Well - back in the day, yeah, that was mainly where I saw and used them. They are way more popular for casual hanging out in now.
Gibson’s Bigend trilogy educated me quite a bit about military garb’s influence on “street fashion,” which is quite interesting as well.
This Day in Fashion History –
WaPo’s publication of an 8-page manifesto reminds America that hoodies aren’t just sportswear…they’re a statement!
I’m so old I still refer to them as “hooded sweatshirts”. The term “hoodie” seems too flashy to me.
Well, I think I’m going to be using that term a bit this year. Any origin/explanation for it that I can provide when I get confused looks?
Wish I knew, but that’s definitely what people from Saskatchewan call 'em (must be the pullover kind though, no zippers).
In fashion-speak, isn’t sportswear just about anything an ordinary person wears? Polo shirts, certainly, but if I understand right, also any men’s wear less formal than business suits.

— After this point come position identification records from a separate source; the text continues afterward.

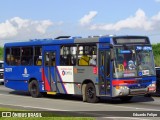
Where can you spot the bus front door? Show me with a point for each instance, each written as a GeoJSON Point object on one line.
{"type": "Point", "coordinates": [49, 71]}
{"type": "Point", "coordinates": [104, 71]}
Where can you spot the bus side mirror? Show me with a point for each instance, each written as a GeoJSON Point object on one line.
{"type": "Point", "coordinates": [112, 54]}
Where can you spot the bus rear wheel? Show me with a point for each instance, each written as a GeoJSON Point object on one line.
{"type": "Point", "coordinates": [90, 93]}
{"type": "Point", "coordinates": [34, 89]}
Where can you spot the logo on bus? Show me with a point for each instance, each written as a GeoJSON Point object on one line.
{"type": "Point", "coordinates": [66, 72]}
{"type": "Point", "coordinates": [25, 73]}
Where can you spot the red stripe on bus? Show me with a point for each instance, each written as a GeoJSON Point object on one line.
{"type": "Point", "coordinates": [123, 82]}
{"type": "Point", "coordinates": [46, 83]}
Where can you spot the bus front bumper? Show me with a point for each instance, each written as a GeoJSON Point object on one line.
{"type": "Point", "coordinates": [119, 91]}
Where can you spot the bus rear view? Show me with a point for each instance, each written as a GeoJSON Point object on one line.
{"type": "Point", "coordinates": [133, 69]}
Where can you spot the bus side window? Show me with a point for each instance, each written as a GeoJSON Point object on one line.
{"type": "Point", "coordinates": [87, 55]}
{"type": "Point", "coordinates": [68, 55]}
{"type": "Point", "coordinates": [38, 56]}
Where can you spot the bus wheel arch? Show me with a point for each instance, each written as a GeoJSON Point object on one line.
{"type": "Point", "coordinates": [33, 87]}
{"type": "Point", "coordinates": [89, 92]}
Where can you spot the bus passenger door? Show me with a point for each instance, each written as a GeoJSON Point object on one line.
{"type": "Point", "coordinates": [49, 71]}
{"type": "Point", "coordinates": [104, 71]}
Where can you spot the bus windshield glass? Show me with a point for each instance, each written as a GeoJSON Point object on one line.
{"type": "Point", "coordinates": [133, 61]}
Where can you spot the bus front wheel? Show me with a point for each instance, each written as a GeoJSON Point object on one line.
{"type": "Point", "coordinates": [90, 93]}
{"type": "Point", "coordinates": [34, 89]}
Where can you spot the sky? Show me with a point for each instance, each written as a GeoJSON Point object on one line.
{"type": "Point", "coordinates": [22, 20]}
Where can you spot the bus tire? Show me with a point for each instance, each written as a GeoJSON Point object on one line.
{"type": "Point", "coordinates": [90, 93]}
{"type": "Point", "coordinates": [83, 92]}
{"type": "Point", "coordinates": [34, 89]}
{"type": "Point", "coordinates": [126, 98]}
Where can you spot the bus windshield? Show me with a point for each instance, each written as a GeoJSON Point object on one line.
{"type": "Point", "coordinates": [133, 61]}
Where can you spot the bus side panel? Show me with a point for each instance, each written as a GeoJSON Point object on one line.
{"type": "Point", "coordinates": [17, 85]}
{"type": "Point", "coordinates": [85, 73]}
{"type": "Point", "coordinates": [69, 78]}
{"type": "Point", "coordinates": [17, 78]}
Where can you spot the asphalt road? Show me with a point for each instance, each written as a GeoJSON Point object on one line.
{"type": "Point", "coordinates": [107, 108]}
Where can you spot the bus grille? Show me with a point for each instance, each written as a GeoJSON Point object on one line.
{"type": "Point", "coordinates": [138, 91]}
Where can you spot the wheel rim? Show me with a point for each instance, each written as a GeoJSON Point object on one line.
{"type": "Point", "coordinates": [90, 92]}
{"type": "Point", "coordinates": [34, 89]}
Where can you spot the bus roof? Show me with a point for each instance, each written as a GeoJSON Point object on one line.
{"type": "Point", "coordinates": [69, 40]}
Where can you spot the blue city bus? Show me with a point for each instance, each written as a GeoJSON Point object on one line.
{"type": "Point", "coordinates": [123, 66]}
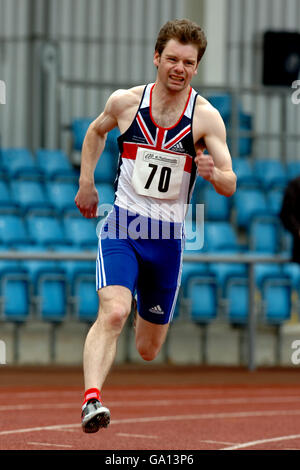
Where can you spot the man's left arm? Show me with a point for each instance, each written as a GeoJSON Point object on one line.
{"type": "Point", "coordinates": [216, 167]}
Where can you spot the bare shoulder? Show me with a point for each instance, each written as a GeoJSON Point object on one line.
{"type": "Point", "coordinates": [122, 99]}
{"type": "Point", "coordinates": [205, 109]}
{"type": "Point", "coordinates": [208, 116]}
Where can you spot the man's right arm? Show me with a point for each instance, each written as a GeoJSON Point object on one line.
{"type": "Point", "coordinates": [93, 145]}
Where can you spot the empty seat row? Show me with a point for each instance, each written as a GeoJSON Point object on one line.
{"type": "Point", "coordinates": [264, 235]}
{"type": "Point", "coordinates": [26, 196]}
{"type": "Point", "coordinates": [265, 173]}
{"type": "Point", "coordinates": [223, 289]}
{"type": "Point", "coordinates": [47, 231]}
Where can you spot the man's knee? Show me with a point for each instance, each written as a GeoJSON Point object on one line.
{"type": "Point", "coordinates": [148, 349]}
{"type": "Point", "coordinates": [114, 314]}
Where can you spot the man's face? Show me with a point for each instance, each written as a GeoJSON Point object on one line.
{"type": "Point", "coordinates": [177, 65]}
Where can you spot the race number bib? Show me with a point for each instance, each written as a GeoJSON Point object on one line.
{"type": "Point", "coordinates": [158, 174]}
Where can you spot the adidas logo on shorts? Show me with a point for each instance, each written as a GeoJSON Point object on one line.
{"type": "Point", "coordinates": [156, 309]}
{"type": "Point", "coordinates": [178, 147]}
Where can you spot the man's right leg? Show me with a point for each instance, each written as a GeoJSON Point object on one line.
{"type": "Point", "coordinates": [100, 348]}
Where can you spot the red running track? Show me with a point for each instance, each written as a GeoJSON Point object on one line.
{"type": "Point", "coordinates": [168, 417]}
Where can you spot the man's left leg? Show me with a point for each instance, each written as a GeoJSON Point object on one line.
{"type": "Point", "coordinates": [149, 338]}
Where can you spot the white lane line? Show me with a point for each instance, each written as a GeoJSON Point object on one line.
{"type": "Point", "coordinates": [124, 434]}
{"type": "Point", "coordinates": [200, 401]}
{"type": "Point", "coordinates": [262, 441]}
{"type": "Point", "coordinates": [112, 392]}
{"type": "Point", "coordinates": [155, 419]}
{"type": "Point", "coordinates": [47, 444]}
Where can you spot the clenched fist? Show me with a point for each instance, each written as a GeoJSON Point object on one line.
{"type": "Point", "coordinates": [205, 165]}
{"type": "Point", "coordinates": [87, 200]}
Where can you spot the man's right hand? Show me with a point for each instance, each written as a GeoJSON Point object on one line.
{"type": "Point", "coordinates": [87, 200]}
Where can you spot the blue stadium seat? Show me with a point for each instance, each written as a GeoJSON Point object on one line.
{"type": "Point", "coordinates": [45, 230]}
{"type": "Point", "coordinates": [75, 268]}
{"type": "Point", "coordinates": [106, 193]}
{"type": "Point", "coordinates": [216, 206]}
{"type": "Point", "coordinates": [277, 300]}
{"type": "Point", "coordinates": [245, 175]}
{"type": "Point", "coordinates": [265, 235]}
{"type": "Point", "coordinates": [54, 164]}
{"type": "Point", "coordinates": [79, 128]}
{"type": "Point", "coordinates": [7, 203]}
{"type": "Point", "coordinates": [14, 290]}
{"type": "Point", "coordinates": [30, 195]}
{"type": "Point", "coordinates": [105, 171]}
{"type": "Point", "coordinates": [48, 284]}
{"type": "Point", "coordinates": [249, 203]}
{"type": "Point", "coordinates": [223, 102]}
{"type": "Point", "coordinates": [19, 163]}
{"type": "Point", "coordinates": [80, 231]}
{"type": "Point", "coordinates": [112, 143]}
{"type": "Point", "coordinates": [220, 236]}
{"type": "Point", "coordinates": [270, 173]}
{"type": "Point", "coordinates": [223, 272]}
{"type": "Point", "coordinates": [191, 270]}
{"type": "Point", "coordinates": [13, 230]}
{"type": "Point", "coordinates": [293, 169]}
{"type": "Point", "coordinates": [86, 298]}
{"type": "Point", "coordinates": [61, 195]}
{"type": "Point", "coordinates": [202, 293]}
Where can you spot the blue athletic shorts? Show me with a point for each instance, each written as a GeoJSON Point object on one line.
{"type": "Point", "coordinates": [144, 255]}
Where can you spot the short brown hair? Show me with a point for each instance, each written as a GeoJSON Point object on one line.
{"type": "Point", "coordinates": [184, 31]}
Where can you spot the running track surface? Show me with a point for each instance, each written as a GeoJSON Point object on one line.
{"type": "Point", "coordinates": [153, 408]}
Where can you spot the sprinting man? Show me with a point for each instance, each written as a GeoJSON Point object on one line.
{"type": "Point", "coordinates": [165, 127]}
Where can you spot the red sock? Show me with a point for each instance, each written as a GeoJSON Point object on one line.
{"type": "Point", "coordinates": [90, 394]}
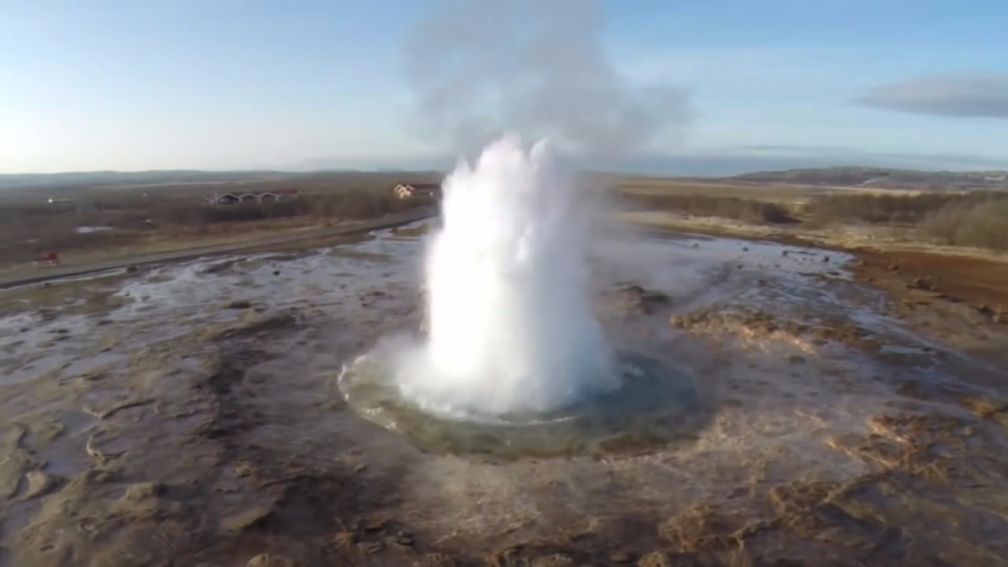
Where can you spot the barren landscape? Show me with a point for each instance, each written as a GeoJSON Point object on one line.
{"type": "Point", "coordinates": [849, 408]}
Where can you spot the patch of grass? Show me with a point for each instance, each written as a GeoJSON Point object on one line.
{"type": "Point", "coordinates": [748, 210]}
{"type": "Point", "coordinates": [982, 223]}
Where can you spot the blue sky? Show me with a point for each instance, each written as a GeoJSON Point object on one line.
{"type": "Point", "coordinates": [228, 84]}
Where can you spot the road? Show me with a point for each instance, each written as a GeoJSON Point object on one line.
{"type": "Point", "coordinates": [355, 227]}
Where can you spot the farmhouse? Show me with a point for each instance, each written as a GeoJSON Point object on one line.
{"type": "Point", "coordinates": [407, 191]}
{"type": "Point", "coordinates": [260, 197]}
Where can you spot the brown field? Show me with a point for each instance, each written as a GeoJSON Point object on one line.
{"type": "Point", "coordinates": [157, 218]}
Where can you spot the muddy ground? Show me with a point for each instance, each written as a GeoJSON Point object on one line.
{"type": "Point", "coordinates": [189, 414]}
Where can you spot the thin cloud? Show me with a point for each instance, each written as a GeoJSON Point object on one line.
{"type": "Point", "coordinates": [965, 96]}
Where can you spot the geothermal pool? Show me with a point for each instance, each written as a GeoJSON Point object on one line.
{"type": "Point", "coordinates": [195, 411]}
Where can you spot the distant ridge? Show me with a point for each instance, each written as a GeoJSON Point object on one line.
{"type": "Point", "coordinates": [883, 179]}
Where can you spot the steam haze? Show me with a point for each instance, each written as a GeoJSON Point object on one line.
{"type": "Point", "coordinates": [537, 69]}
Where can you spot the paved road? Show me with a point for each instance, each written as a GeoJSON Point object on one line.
{"type": "Point", "coordinates": [389, 221]}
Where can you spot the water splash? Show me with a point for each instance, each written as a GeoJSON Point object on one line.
{"type": "Point", "coordinates": [511, 330]}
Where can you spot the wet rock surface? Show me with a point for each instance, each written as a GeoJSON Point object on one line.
{"type": "Point", "coordinates": [164, 430]}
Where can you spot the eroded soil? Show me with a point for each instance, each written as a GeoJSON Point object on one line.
{"type": "Point", "coordinates": [187, 414]}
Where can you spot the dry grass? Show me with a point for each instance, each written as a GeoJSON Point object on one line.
{"type": "Point", "coordinates": [155, 218]}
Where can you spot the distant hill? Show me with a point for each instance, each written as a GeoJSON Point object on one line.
{"type": "Point", "coordinates": [883, 179]}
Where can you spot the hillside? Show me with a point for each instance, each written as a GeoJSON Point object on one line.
{"type": "Point", "coordinates": [883, 179]}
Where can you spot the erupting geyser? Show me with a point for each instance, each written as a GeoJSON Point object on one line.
{"type": "Point", "coordinates": [511, 329]}
{"type": "Point", "coordinates": [514, 361]}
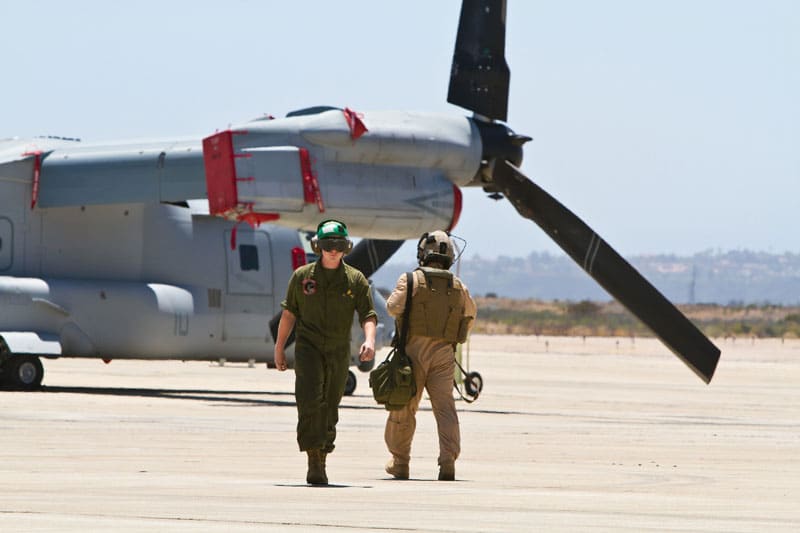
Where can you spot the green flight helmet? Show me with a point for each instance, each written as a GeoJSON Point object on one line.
{"type": "Point", "coordinates": [331, 235]}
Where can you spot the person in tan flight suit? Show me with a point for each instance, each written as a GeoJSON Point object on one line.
{"type": "Point", "coordinates": [442, 314]}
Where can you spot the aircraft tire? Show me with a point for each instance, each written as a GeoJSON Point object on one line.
{"type": "Point", "coordinates": [25, 372]}
{"type": "Point", "coordinates": [350, 386]}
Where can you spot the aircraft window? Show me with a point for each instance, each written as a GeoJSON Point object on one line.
{"type": "Point", "coordinates": [248, 257]}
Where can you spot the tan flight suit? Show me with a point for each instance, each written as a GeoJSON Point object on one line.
{"type": "Point", "coordinates": [432, 359]}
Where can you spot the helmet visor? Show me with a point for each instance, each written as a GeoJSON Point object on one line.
{"type": "Point", "coordinates": [329, 245]}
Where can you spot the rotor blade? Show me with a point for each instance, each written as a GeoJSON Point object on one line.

A sport coat is something you wear with a tie and slacks made out of a different fabric. It includes what most people now would think of as business casual. Women’s sportswear is the same.
I don’t think that “streetwear” has quite as established a meaning, but I don’t think it matches up at all with what people mean when they say something’s “very street.” I think, for instance, that almost any women’s shoes without heels, barring maybe ballet flats, are “streetwear.”
Specialized vocabularies can can cause confusion. I think there’s a bit of that going on here.
ETA: I’ve heard hoodies called “street fashion.” That does carry a bit of the modern meaning of “street.” I think the usage is very different than “streetwear” though.